SIGLO Y MEDIO DESPUÉS…

150 años más tarde el lugar estaba prácticamente abandonado. El magnífico poeta escocés Robert Burns llegó aquí en 1787 y fue entonces cuando observó el terrible estado en el que había quedado el castillo, que incluso había perdido su techo. Burns utilizó aquí un bolígrafo de diamante que utilizaba para escribir versos en los cristales. En una de las ventanas escribió: «Aquí vivieron los Stuart, una vez y gobernaron el reino de Escocia, pero ahora su hogar yace abandonado y todo su patrimonio ha quedado en otras manos«. Sin embargo a la gente de la zona, no le sentó demasiado bien. Así que, Burns tuvo que volver para romper la ventana.

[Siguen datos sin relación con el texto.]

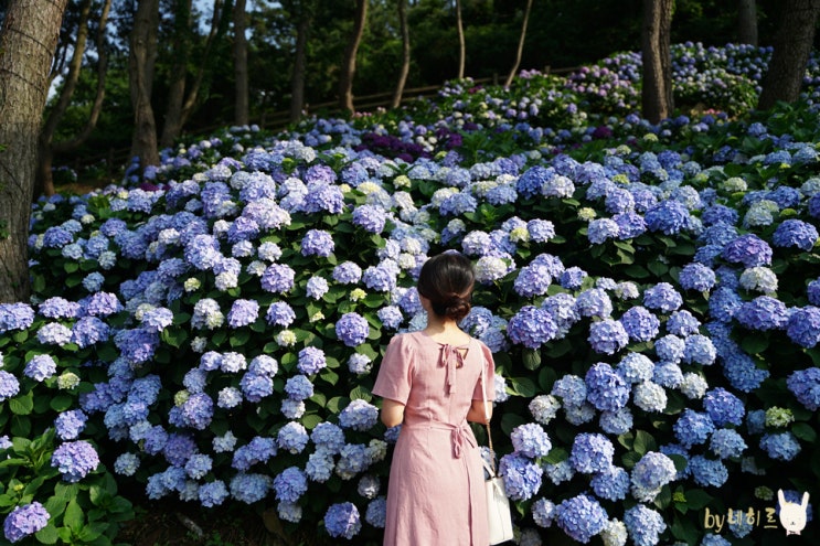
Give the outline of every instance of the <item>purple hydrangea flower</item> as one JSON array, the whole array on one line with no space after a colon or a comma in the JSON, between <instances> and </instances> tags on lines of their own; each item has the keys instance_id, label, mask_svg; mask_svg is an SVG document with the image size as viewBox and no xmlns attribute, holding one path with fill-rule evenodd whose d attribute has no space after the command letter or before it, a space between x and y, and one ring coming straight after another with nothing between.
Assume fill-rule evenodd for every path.
<instances>
[{"instance_id":1,"label":"purple hydrangea flower","mask_svg":"<svg viewBox=\"0 0 820 546\"><path fill-rule=\"evenodd\" d=\"M51 457L51 465L56 468L63 480L75 483L96 470L99 456L94 446L85 440L68 441L60 445Z\"/></svg>"},{"instance_id":2,"label":"purple hydrangea flower","mask_svg":"<svg viewBox=\"0 0 820 546\"><path fill-rule=\"evenodd\" d=\"M507 324L507 335L513 343L539 349L555 338L558 329L550 313L534 306L524 306Z\"/></svg>"},{"instance_id":3,"label":"purple hydrangea flower","mask_svg":"<svg viewBox=\"0 0 820 546\"><path fill-rule=\"evenodd\" d=\"M609 364L594 364L584 377L587 400L603 411L615 411L629 400L629 386Z\"/></svg>"},{"instance_id":4,"label":"purple hydrangea flower","mask_svg":"<svg viewBox=\"0 0 820 546\"><path fill-rule=\"evenodd\" d=\"M573 441L569 462L577 472L593 474L611 468L614 454L615 447L606 436L582 432Z\"/></svg>"},{"instance_id":5,"label":"purple hydrangea flower","mask_svg":"<svg viewBox=\"0 0 820 546\"><path fill-rule=\"evenodd\" d=\"M38 501L14 506L3 522L3 534L10 543L31 536L49 524L49 512Z\"/></svg>"},{"instance_id":6,"label":"purple hydrangea flower","mask_svg":"<svg viewBox=\"0 0 820 546\"><path fill-rule=\"evenodd\" d=\"M613 319L589 324L589 345L596 353L615 354L629 343L629 334L624 324Z\"/></svg>"},{"instance_id":7,"label":"purple hydrangea flower","mask_svg":"<svg viewBox=\"0 0 820 546\"><path fill-rule=\"evenodd\" d=\"M336 335L349 347L364 343L370 333L368 320L359 313L344 313L336 323Z\"/></svg>"},{"instance_id":8,"label":"purple hydrangea flower","mask_svg":"<svg viewBox=\"0 0 820 546\"><path fill-rule=\"evenodd\" d=\"M777 298L758 296L741 304L734 318L749 330L784 330L789 323L789 310Z\"/></svg>"},{"instance_id":9,"label":"purple hydrangea flower","mask_svg":"<svg viewBox=\"0 0 820 546\"><path fill-rule=\"evenodd\" d=\"M509 453L499 461L499 475L513 501L526 501L537 493L543 473L541 465L523 453Z\"/></svg>"},{"instance_id":10,"label":"purple hydrangea flower","mask_svg":"<svg viewBox=\"0 0 820 546\"><path fill-rule=\"evenodd\" d=\"M721 256L730 264L743 264L746 268L771 265L771 247L754 234L741 235L731 240Z\"/></svg>"},{"instance_id":11,"label":"purple hydrangea flower","mask_svg":"<svg viewBox=\"0 0 820 546\"><path fill-rule=\"evenodd\" d=\"M618 320L632 341L653 340L660 330L660 319L643 306L629 308Z\"/></svg>"},{"instance_id":12,"label":"purple hydrangea flower","mask_svg":"<svg viewBox=\"0 0 820 546\"><path fill-rule=\"evenodd\" d=\"M814 247L818 239L817 227L801 220L787 220L777 226L771 243L779 247L797 247L807 253Z\"/></svg>"},{"instance_id":13,"label":"purple hydrangea flower","mask_svg":"<svg viewBox=\"0 0 820 546\"><path fill-rule=\"evenodd\" d=\"M343 537L350 540L362 529L359 508L351 502L331 505L324 513L324 528L334 538Z\"/></svg>"},{"instance_id":14,"label":"purple hydrangea flower","mask_svg":"<svg viewBox=\"0 0 820 546\"><path fill-rule=\"evenodd\" d=\"M555 506L555 523L571 538L587 544L604 531L609 517L594 497L579 494Z\"/></svg>"},{"instance_id":15,"label":"purple hydrangea flower","mask_svg":"<svg viewBox=\"0 0 820 546\"><path fill-rule=\"evenodd\" d=\"M327 258L333 254L334 244L330 233L322 229L310 229L301 239L302 256L320 256Z\"/></svg>"},{"instance_id":16,"label":"purple hydrangea flower","mask_svg":"<svg viewBox=\"0 0 820 546\"><path fill-rule=\"evenodd\" d=\"M519 425L510 433L510 439L515 451L533 459L546 457L552 449L550 437L537 422Z\"/></svg>"},{"instance_id":17,"label":"purple hydrangea flower","mask_svg":"<svg viewBox=\"0 0 820 546\"><path fill-rule=\"evenodd\" d=\"M247 326L259 317L259 303L256 300L235 300L227 313L227 325L231 328Z\"/></svg>"}]
</instances>

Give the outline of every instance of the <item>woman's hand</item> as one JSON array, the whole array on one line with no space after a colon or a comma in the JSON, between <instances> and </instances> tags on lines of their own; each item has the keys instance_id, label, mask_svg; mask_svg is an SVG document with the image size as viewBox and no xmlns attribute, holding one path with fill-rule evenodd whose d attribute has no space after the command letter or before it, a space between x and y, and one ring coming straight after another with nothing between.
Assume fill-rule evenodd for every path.
<instances>
[{"instance_id":1,"label":"woman's hand","mask_svg":"<svg viewBox=\"0 0 820 546\"><path fill-rule=\"evenodd\" d=\"M384 426L387 428L401 425L404 420L404 404L391 400L390 398L384 398L382 400L381 418L382 422L384 422Z\"/></svg>"}]
</instances>

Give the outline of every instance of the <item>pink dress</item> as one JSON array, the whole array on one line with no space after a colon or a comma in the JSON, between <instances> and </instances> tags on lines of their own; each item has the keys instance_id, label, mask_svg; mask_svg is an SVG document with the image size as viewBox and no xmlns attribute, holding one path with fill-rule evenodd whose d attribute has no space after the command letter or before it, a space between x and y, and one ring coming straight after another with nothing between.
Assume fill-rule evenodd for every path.
<instances>
[{"instance_id":1,"label":"pink dress","mask_svg":"<svg viewBox=\"0 0 820 546\"><path fill-rule=\"evenodd\" d=\"M455 347L412 332L387 345L373 394L405 409L391 463L385 545L489 544L483 468L466 420L472 400L482 399L482 365L492 400L492 353L480 341Z\"/></svg>"}]
</instances>

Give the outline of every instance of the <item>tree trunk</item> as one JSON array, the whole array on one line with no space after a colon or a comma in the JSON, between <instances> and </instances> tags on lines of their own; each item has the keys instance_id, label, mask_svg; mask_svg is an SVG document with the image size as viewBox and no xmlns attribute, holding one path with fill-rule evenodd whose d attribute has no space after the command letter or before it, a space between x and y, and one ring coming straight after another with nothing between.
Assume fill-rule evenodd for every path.
<instances>
[{"instance_id":1,"label":"tree trunk","mask_svg":"<svg viewBox=\"0 0 820 546\"><path fill-rule=\"evenodd\" d=\"M669 47L673 4L674 0L643 0L641 108L652 124L668 118L673 109Z\"/></svg>"},{"instance_id":2,"label":"tree trunk","mask_svg":"<svg viewBox=\"0 0 820 546\"><path fill-rule=\"evenodd\" d=\"M68 74L63 83L60 97L49 113L49 117L40 131L40 159L38 161L34 195L38 195L39 193L54 195L54 176L52 175L54 154L74 150L85 142L96 127L99 114L103 110L103 101L105 100L105 81L108 68L108 53L105 49L105 33L108 24L111 0L106 0L105 4L103 4L103 10L99 15L99 24L97 26L97 90L94 97L94 104L92 105L92 111L88 115L85 126L74 138L54 142L54 132L71 104L74 89L76 88L79 78L79 73L83 68L83 56L85 55L88 36L88 15L90 13L90 0L86 0L82 6L81 20L77 26L77 36L74 42L74 52L71 63L68 64Z\"/></svg>"},{"instance_id":3,"label":"tree trunk","mask_svg":"<svg viewBox=\"0 0 820 546\"><path fill-rule=\"evenodd\" d=\"M248 125L248 118L251 117L247 87L246 19L245 0L236 0L234 4L234 78L236 81L234 122L238 126Z\"/></svg>"},{"instance_id":4,"label":"tree trunk","mask_svg":"<svg viewBox=\"0 0 820 546\"><path fill-rule=\"evenodd\" d=\"M467 43L465 42L465 26L461 22L461 0L456 0L456 32L458 32L458 79L464 79Z\"/></svg>"},{"instance_id":5,"label":"tree trunk","mask_svg":"<svg viewBox=\"0 0 820 546\"><path fill-rule=\"evenodd\" d=\"M737 41L757 45L757 2L737 0Z\"/></svg>"},{"instance_id":6,"label":"tree trunk","mask_svg":"<svg viewBox=\"0 0 820 546\"><path fill-rule=\"evenodd\" d=\"M28 301L29 218L49 72L67 0L11 0L0 30L0 302Z\"/></svg>"},{"instance_id":7,"label":"tree trunk","mask_svg":"<svg viewBox=\"0 0 820 546\"><path fill-rule=\"evenodd\" d=\"M191 0L185 1L188 4L188 11L190 12ZM187 83L190 46L187 45L184 47L183 54L181 55L182 57L184 57L184 63L182 63L178 68L174 68L178 76L174 79L177 87L174 88L172 86L169 90L166 124L163 125L162 139L160 140L160 146L162 147L173 146L174 140L177 140L177 138L179 138L179 136L182 133L182 128L185 126L188 118L191 116L191 113L196 107L200 96L200 87L202 86L202 79L205 77L207 60L211 54L211 50L213 49L216 36L220 33L220 21L222 20L220 15L221 12L222 0L214 0L213 17L211 18L211 31L207 34L207 40L205 40L205 47L202 52L202 58L200 60L196 75L194 76L193 82L190 86ZM182 34L180 39L182 39L182 36L185 36L184 40L188 40L188 36L190 36L190 24L187 25L182 32L184 32L184 34ZM188 90L188 94L185 94L185 90Z\"/></svg>"},{"instance_id":8,"label":"tree trunk","mask_svg":"<svg viewBox=\"0 0 820 546\"><path fill-rule=\"evenodd\" d=\"M151 106L158 31L159 0L138 0L128 56L128 83L134 108L131 157L138 157L142 168L159 164L157 122Z\"/></svg>"},{"instance_id":9,"label":"tree trunk","mask_svg":"<svg viewBox=\"0 0 820 546\"><path fill-rule=\"evenodd\" d=\"M168 84L168 106L162 124L160 148L173 146L182 131L182 104L185 100L185 79L188 78L188 57L191 51L191 8L192 0L177 0L173 4L173 38L171 55L171 81Z\"/></svg>"},{"instance_id":10,"label":"tree trunk","mask_svg":"<svg viewBox=\"0 0 820 546\"><path fill-rule=\"evenodd\" d=\"M342 72L339 77L339 107L350 113L354 111L353 76L355 75L355 55L359 52L359 44L362 42L364 25L368 21L368 1L356 0L353 32L350 36L348 47L344 50Z\"/></svg>"},{"instance_id":11,"label":"tree trunk","mask_svg":"<svg viewBox=\"0 0 820 546\"><path fill-rule=\"evenodd\" d=\"M771 60L757 101L759 110L767 110L780 100L794 103L800 96L819 13L820 0L784 0Z\"/></svg>"},{"instance_id":12,"label":"tree trunk","mask_svg":"<svg viewBox=\"0 0 820 546\"><path fill-rule=\"evenodd\" d=\"M407 83L411 60L409 26L407 25L407 0L398 0L397 3L398 25L400 31L402 32L402 67L398 71L398 82L393 92L393 99L390 103L391 108L398 108L398 105L402 104L402 95L404 95L404 86Z\"/></svg>"},{"instance_id":13,"label":"tree trunk","mask_svg":"<svg viewBox=\"0 0 820 546\"><path fill-rule=\"evenodd\" d=\"M296 52L294 55L294 74L290 78L290 122L301 118L305 109L305 74L308 64L308 31L311 15L302 13L296 29Z\"/></svg>"},{"instance_id":14,"label":"tree trunk","mask_svg":"<svg viewBox=\"0 0 820 546\"><path fill-rule=\"evenodd\" d=\"M504 82L504 87L510 87L510 85L512 84L512 78L515 77L515 74L519 72L519 66L521 66L521 56L524 53L524 39L526 38L526 25L530 22L531 10L532 10L532 0L526 0L526 8L524 9L524 22L521 25L521 36L519 38L519 49L515 52L515 64L512 65L510 75L507 76L507 82Z\"/></svg>"}]
</instances>

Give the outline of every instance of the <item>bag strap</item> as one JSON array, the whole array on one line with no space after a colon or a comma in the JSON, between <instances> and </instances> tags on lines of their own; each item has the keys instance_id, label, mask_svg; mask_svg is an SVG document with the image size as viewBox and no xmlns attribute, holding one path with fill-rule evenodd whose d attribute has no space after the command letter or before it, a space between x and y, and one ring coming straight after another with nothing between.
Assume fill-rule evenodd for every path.
<instances>
[{"instance_id":1,"label":"bag strap","mask_svg":"<svg viewBox=\"0 0 820 546\"><path fill-rule=\"evenodd\" d=\"M481 351L481 398L484 402L484 426L487 427L487 442L489 443L490 448L490 463L488 464L487 461L484 461L483 457L481 458L481 461L484 464L484 468L490 473L490 478L496 477L496 450L492 448L492 433L490 432L490 406L487 402L487 357L484 357L484 351L479 345L479 351Z\"/></svg>"}]
</instances>

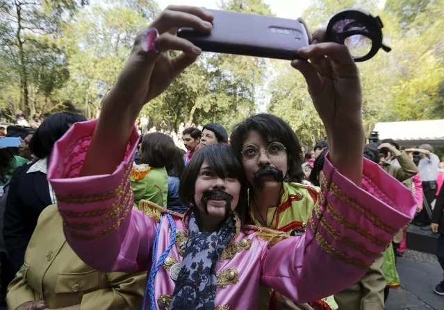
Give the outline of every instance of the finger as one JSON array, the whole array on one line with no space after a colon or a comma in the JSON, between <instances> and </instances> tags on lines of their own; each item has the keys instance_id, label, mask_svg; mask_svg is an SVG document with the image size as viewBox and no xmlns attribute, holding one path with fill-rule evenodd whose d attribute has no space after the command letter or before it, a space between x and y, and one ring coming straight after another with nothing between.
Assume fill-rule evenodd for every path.
<instances>
[{"instance_id":1,"label":"finger","mask_svg":"<svg viewBox=\"0 0 444 310\"><path fill-rule=\"evenodd\" d=\"M291 62L291 67L302 74L309 86L310 94L317 94L322 91L322 80L313 64L306 60L295 60Z\"/></svg>"},{"instance_id":2,"label":"finger","mask_svg":"<svg viewBox=\"0 0 444 310\"><path fill-rule=\"evenodd\" d=\"M188 67L196 61L197 55L190 55L184 53L171 60L174 72L174 76L178 76Z\"/></svg>"},{"instance_id":3,"label":"finger","mask_svg":"<svg viewBox=\"0 0 444 310\"><path fill-rule=\"evenodd\" d=\"M325 28L318 28L313 33L313 44L322 43L325 41Z\"/></svg>"},{"instance_id":4,"label":"finger","mask_svg":"<svg viewBox=\"0 0 444 310\"><path fill-rule=\"evenodd\" d=\"M327 56L336 63L354 64L354 60L352 58L347 46L337 43L318 43L302 47L299 49L298 54L305 59Z\"/></svg>"},{"instance_id":5,"label":"finger","mask_svg":"<svg viewBox=\"0 0 444 310\"><path fill-rule=\"evenodd\" d=\"M156 49L161 51L169 50L182 51L186 55L197 57L202 50L186 39L176 37L165 33L159 36L156 40Z\"/></svg>"},{"instance_id":6,"label":"finger","mask_svg":"<svg viewBox=\"0 0 444 310\"><path fill-rule=\"evenodd\" d=\"M305 28L305 31L307 33L307 36L309 37L309 44L311 44L313 42L313 37L311 35L311 33L310 32L310 29L309 28L309 26L307 26L307 24L305 22L305 21L304 20L302 17L299 17L297 19L297 21L300 22L302 24L302 26L304 26L304 28Z\"/></svg>"},{"instance_id":7,"label":"finger","mask_svg":"<svg viewBox=\"0 0 444 310\"><path fill-rule=\"evenodd\" d=\"M168 6L166 9L174 11L186 12L189 14L192 14L193 15L196 15L201 19L210 22L213 21L213 20L214 19L214 15L211 12L208 12L204 8L199 8L197 6Z\"/></svg>"},{"instance_id":8,"label":"finger","mask_svg":"<svg viewBox=\"0 0 444 310\"><path fill-rule=\"evenodd\" d=\"M210 21L192 14L165 10L151 26L156 27L159 33L165 33L173 27L191 27L197 31L208 33L211 30L212 25Z\"/></svg>"}]
</instances>

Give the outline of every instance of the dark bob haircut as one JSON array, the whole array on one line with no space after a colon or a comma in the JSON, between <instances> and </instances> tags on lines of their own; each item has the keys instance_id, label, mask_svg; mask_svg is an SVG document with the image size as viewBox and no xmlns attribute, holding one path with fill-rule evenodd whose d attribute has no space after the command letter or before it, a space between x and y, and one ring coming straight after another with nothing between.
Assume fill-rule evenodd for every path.
<instances>
[{"instance_id":1,"label":"dark bob haircut","mask_svg":"<svg viewBox=\"0 0 444 310\"><path fill-rule=\"evenodd\" d=\"M195 127L188 127L182 132L182 135L190 135L195 140L197 138L200 138L202 135L202 132Z\"/></svg>"},{"instance_id":2,"label":"dark bob haircut","mask_svg":"<svg viewBox=\"0 0 444 310\"><path fill-rule=\"evenodd\" d=\"M259 114L250 117L237 124L231 133L231 146L236 157L242 162L242 149L250 130L256 130L268 143L281 142L286 148L288 171L286 181L302 182L302 159L301 145L290 126L280 117L269 114Z\"/></svg>"},{"instance_id":3,"label":"dark bob haircut","mask_svg":"<svg viewBox=\"0 0 444 310\"><path fill-rule=\"evenodd\" d=\"M240 193L236 211L240 217L241 223L244 224L247 218L248 209L245 176L233 149L227 144L208 146L195 153L181 178L179 187L181 201L185 205L196 205L195 187L204 162L206 162L213 173L220 178L233 178L240 182Z\"/></svg>"},{"instance_id":4,"label":"dark bob haircut","mask_svg":"<svg viewBox=\"0 0 444 310\"><path fill-rule=\"evenodd\" d=\"M202 132L206 129L214 132L217 139L217 143L228 143L228 134L222 125L216 123L208 123L204 126Z\"/></svg>"},{"instance_id":5,"label":"dark bob haircut","mask_svg":"<svg viewBox=\"0 0 444 310\"><path fill-rule=\"evenodd\" d=\"M324 162L325 162L325 156L327 156L327 153L329 152L328 148L325 148L324 150L319 154L316 160L313 165L313 169L311 169L311 173L310 173L310 177L309 178L309 181L311 182L315 186L320 187L320 184L319 182L319 173L324 169Z\"/></svg>"},{"instance_id":6,"label":"dark bob haircut","mask_svg":"<svg viewBox=\"0 0 444 310\"><path fill-rule=\"evenodd\" d=\"M34 132L29 149L39 158L45 158L51 155L54 144L63 137L74 123L85 121L83 115L70 112L61 112L49 116Z\"/></svg>"},{"instance_id":7,"label":"dark bob haircut","mask_svg":"<svg viewBox=\"0 0 444 310\"><path fill-rule=\"evenodd\" d=\"M165 167L174 158L176 149L171 137L161 132L149 133L142 139L140 163L153 168Z\"/></svg>"}]
</instances>

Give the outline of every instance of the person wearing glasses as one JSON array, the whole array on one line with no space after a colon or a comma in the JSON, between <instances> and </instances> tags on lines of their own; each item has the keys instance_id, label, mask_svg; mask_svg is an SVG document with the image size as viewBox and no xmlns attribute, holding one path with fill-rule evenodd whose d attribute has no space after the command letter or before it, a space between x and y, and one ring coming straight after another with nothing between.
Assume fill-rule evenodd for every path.
<instances>
[{"instance_id":1,"label":"person wearing glasses","mask_svg":"<svg viewBox=\"0 0 444 310\"><path fill-rule=\"evenodd\" d=\"M302 234L319 188L302 184L302 148L295 132L281 118L260 114L236 126L230 137L248 181L249 214L254 225ZM283 309L288 302L268 288L261 290L261 309ZM332 296L310 305L315 309L337 307Z\"/></svg>"}]
</instances>

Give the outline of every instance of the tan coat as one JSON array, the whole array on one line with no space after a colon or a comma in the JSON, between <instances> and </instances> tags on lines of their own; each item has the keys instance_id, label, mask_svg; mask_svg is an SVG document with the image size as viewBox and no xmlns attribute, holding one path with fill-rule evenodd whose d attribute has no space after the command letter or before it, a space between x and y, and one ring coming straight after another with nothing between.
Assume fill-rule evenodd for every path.
<instances>
[{"instance_id":1,"label":"tan coat","mask_svg":"<svg viewBox=\"0 0 444 310\"><path fill-rule=\"evenodd\" d=\"M44 300L58 309L140 309L146 273L101 273L83 263L65 239L56 205L40 214L25 254L24 264L8 288L9 309Z\"/></svg>"}]
</instances>

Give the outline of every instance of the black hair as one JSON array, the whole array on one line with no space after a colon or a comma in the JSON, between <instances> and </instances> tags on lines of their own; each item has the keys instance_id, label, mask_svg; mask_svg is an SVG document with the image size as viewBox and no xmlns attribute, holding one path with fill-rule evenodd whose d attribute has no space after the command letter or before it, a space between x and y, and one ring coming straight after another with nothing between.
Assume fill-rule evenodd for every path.
<instances>
[{"instance_id":1,"label":"black hair","mask_svg":"<svg viewBox=\"0 0 444 310\"><path fill-rule=\"evenodd\" d=\"M177 177L179 179L182 177L185 170L185 161L182 150L176 147L174 155L170 162L167 164L167 173L170 177Z\"/></svg>"},{"instance_id":2,"label":"black hair","mask_svg":"<svg viewBox=\"0 0 444 310\"><path fill-rule=\"evenodd\" d=\"M313 150L316 150L318 148L327 148L329 147L329 143L325 140L322 140L315 144L315 147L313 148Z\"/></svg>"},{"instance_id":3,"label":"black hair","mask_svg":"<svg viewBox=\"0 0 444 310\"><path fill-rule=\"evenodd\" d=\"M194 205L195 187L200 169L206 162L213 173L222 178L233 178L241 184L239 203L236 211L243 225L247 218L246 180L242 165L234 155L233 148L227 144L217 144L199 150L185 169L179 187L179 196L185 205Z\"/></svg>"},{"instance_id":4,"label":"black hair","mask_svg":"<svg viewBox=\"0 0 444 310\"><path fill-rule=\"evenodd\" d=\"M400 145L397 143L395 142L395 140L393 140L393 139L384 139L384 140L382 140L382 143L388 143L389 144L391 144L395 146L395 148L396 148L397 150L400 150Z\"/></svg>"},{"instance_id":5,"label":"black hair","mask_svg":"<svg viewBox=\"0 0 444 310\"><path fill-rule=\"evenodd\" d=\"M327 156L328 151L328 148L325 148L322 150L313 163L313 169L311 169L310 176L309 177L309 181L315 186L320 186L319 182L319 173L320 173L324 168L324 162L325 162L325 156Z\"/></svg>"},{"instance_id":6,"label":"black hair","mask_svg":"<svg viewBox=\"0 0 444 310\"><path fill-rule=\"evenodd\" d=\"M29 150L38 158L49 157L54 144L63 137L72 124L85 121L85 117L70 112L50 115L34 132L29 142Z\"/></svg>"},{"instance_id":7,"label":"black hair","mask_svg":"<svg viewBox=\"0 0 444 310\"><path fill-rule=\"evenodd\" d=\"M143 136L140 163L153 168L166 167L174 157L176 146L171 137L161 132Z\"/></svg>"},{"instance_id":8,"label":"black hair","mask_svg":"<svg viewBox=\"0 0 444 310\"><path fill-rule=\"evenodd\" d=\"M6 175L11 170L11 164L14 159L14 153L11 148L0 148L0 180L6 182Z\"/></svg>"},{"instance_id":9,"label":"black hair","mask_svg":"<svg viewBox=\"0 0 444 310\"><path fill-rule=\"evenodd\" d=\"M371 143L364 147L364 157L373 162L379 162L379 150L378 146L379 144Z\"/></svg>"},{"instance_id":10,"label":"black hair","mask_svg":"<svg viewBox=\"0 0 444 310\"><path fill-rule=\"evenodd\" d=\"M202 132L195 127L188 127L182 132L182 135L190 135L195 140L197 138L200 138L202 135Z\"/></svg>"},{"instance_id":11,"label":"black hair","mask_svg":"<svg viewBox=\"0 0 444 310\"><path fill-rule=\"evenodd\" d=\"M217 139L217 143L228 143L228 133L222 125L216 123L211 123L204 126L202 132L204 130L210 130L214 132Z\"/></svg>"},{"instance_id":12,"label":"black hair","mask_svg":"<svg viewBox=\"0 0 444 310\"><path fill-rule=\"evenodd\" d=\"M231 133L231 146L236 157L242 162L242 149L250 130L256 130L268 142L279 141L286 148L288 171L286 176L288 182L302 182L302 159L301 145L295 132L280 117L262 113L248 117L237 124ZM283 171L286 172L286 171Z\"/></svg>"}]
</instances>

Aunque si el poeta regresase hoy al castillo seguramente se sorprendería, y mucho. No solo ha recuperado sus techos, sino que la gloria de sus años dorados se ha restaurado por completo. 900 años después de su fundación, el castillo de Stirling, vuelve a ser un monumento único de la historia de dos reinos que se dividieron y se volvieron a unir.

Gracias a personas como William Wallace, la Reina María de Escocia, o Roberto I de Escocia. Este castillo ha tenido un lado muy escocés. Pero también forma parte de la historia británica. Este es el lugar en el que se formó Jacobo VI, el primer hombre que reclamó las coronas de Inglaterra, Escocia e Irlanda. Pero lo mejor de todo es que hoy en día, es un castillo, no un edificio ruinoso. Tan sólido e indestructible como la montaña sobre la que se alza.